Tam karşımda duruyordu sadece o....

" Can senin ne işin var burada?"

"Ne yani? Kibarca kovdun mu beni şimdi?"

Şaşkınlıkla ona bakarken kafasını evin içine sokup her yere baktı ve bana döndü.

" Vayy mısır, kahve... Beni de çağırmıyorsun."

Ciddi bir ses tonuyla:

" Evimi nerden biliyorsun?"

"Çağla söyledi. Neden?"

Ah Çağla ah. Herşeye burnunu sokmak zorunda mısın? Kaç kere tembihlemiştim oysa.

" Çağla mı?"

" Evet. Ben istedim. Beni kapıda mı bekletiyorsun?"

Kapıyı sonuna kadar açarak kenara geçtim ve içeri davet ettim. Ayakkabıyla eve girdi. Tabi annemin sırtı kopuyor yerleri temizleyene kadar ve Can ayakkabılarıyla eve giriyor. Kolundan tutarak.

"Ne yaptığını sanıyorsun sen?" ayağına bakarak söylemiştim bunu.

Gözünü tuttuğum kolundan çevirerek ayağına baktı ve:

" Ne yapmışım?"

" Daha ne yapacaksın? Ayakkabıyla içeri giriyorsun. Burası sizin eve benzemez."
Dedim. Bana baktı ve

"İyi, tamam. Çıkarıyorum bari terlik ver"
Dolabı açıp ona tavşanlı terliklerimi çıkardım ve yere bıraktım. Gülerek terliği giydi ve odaya, televizyonun karşısına geldi. Mısırı ve kahveyi eline alarak televizyondaki kanalları değiştirmeye başladı. Bir yandan kahvesini yudumlarken yani benim kahvemi. Bir yandan da televizyonu kurcalıyor. Çok tatlı gözüküyor. Hemen şimdi onu yiyebilirim. Ama bu yaptığı yanlış değil miydi? Bana kalırsa sonsuza dek böyle kalsın. Ama derdi neydi bu çocuğun ne diye gelmişti ki? Hemen kumandayı elinden çekip masaya koydum ve karşısına geçtim:

"Niye geldin?"

"Gelemez miyim?"

"Sen değil miydin bana ' çok konuşmayalım yanlış anlaşılır' diyen?"

"Ta kendisi."

"EE o zaman?"

"Bugün lokantada yanınızdaki kimdi? Onu önceden de gördüğüme eminim"

Neydi bu şimdi? Beni mi düşünüyor. Gerçekten beni kıskandı mı acaba?

"Neden sordun?"

"Neden sence? Senem onu beğenmiş" kahvesini masaya bırakıp ayağı kalktı.

"Bak Müge. Ben Senem'i çok seviyorum. Başka birisine bakmasını kaldıramam."

Ben ne sanmıştım?
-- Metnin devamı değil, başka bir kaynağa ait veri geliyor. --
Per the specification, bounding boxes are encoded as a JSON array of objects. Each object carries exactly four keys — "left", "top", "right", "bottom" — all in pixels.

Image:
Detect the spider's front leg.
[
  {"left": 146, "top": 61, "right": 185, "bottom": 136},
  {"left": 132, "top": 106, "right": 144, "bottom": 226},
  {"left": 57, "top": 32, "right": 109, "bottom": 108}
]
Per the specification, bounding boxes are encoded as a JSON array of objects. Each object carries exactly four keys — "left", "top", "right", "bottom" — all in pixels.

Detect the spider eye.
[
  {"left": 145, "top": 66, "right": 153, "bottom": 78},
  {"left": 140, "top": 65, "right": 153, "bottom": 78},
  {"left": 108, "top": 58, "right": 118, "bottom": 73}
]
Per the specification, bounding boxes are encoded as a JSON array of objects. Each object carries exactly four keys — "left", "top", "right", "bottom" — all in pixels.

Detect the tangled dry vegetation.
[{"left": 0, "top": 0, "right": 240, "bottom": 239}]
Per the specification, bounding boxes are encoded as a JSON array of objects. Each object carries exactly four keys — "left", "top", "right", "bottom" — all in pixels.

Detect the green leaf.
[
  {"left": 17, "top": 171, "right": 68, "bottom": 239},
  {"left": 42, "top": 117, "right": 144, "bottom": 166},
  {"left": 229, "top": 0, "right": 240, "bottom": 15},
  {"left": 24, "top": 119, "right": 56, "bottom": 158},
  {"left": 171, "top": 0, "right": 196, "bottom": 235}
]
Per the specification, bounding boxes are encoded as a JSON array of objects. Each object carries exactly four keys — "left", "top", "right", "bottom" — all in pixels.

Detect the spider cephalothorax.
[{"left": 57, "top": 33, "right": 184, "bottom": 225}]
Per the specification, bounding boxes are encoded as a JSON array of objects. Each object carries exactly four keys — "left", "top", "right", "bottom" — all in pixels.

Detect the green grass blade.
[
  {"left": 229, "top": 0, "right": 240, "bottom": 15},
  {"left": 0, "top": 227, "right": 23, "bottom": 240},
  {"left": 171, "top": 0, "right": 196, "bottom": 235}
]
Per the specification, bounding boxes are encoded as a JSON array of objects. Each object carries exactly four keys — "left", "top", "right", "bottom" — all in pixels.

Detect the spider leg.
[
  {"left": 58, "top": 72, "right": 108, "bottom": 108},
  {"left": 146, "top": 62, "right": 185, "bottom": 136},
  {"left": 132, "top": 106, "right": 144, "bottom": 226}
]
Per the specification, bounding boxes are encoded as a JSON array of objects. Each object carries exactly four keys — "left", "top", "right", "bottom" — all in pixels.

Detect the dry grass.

Beni kıskandığını mı? Beni gerçekten sevdiğini mi? Benim için geldiğini mi? Çok safım ben hemde çok..

"Bana niye söylüyorsun bunları? Banane sizin aşkınızdan ve sizden?"

"Biliyorum. Ama o adamın sevgilin olması için dua ediyorum şuan"

"O benim Abim."

"Nee. Senin abin mi vardı?"

"Üvey Abim işte."

"İyi buda işime gelir. En azından üvey abin ve"

"Abimle sevgili rolü yapmamı mı istiyorsun? Sen ne dediğinin farkında mısın? Banane sevgilin abimi beğenmişse? Ben mi söyledim Beğen diye. Sen ne iğrenç bir adamsın ya? Pardon adam mı dedim?"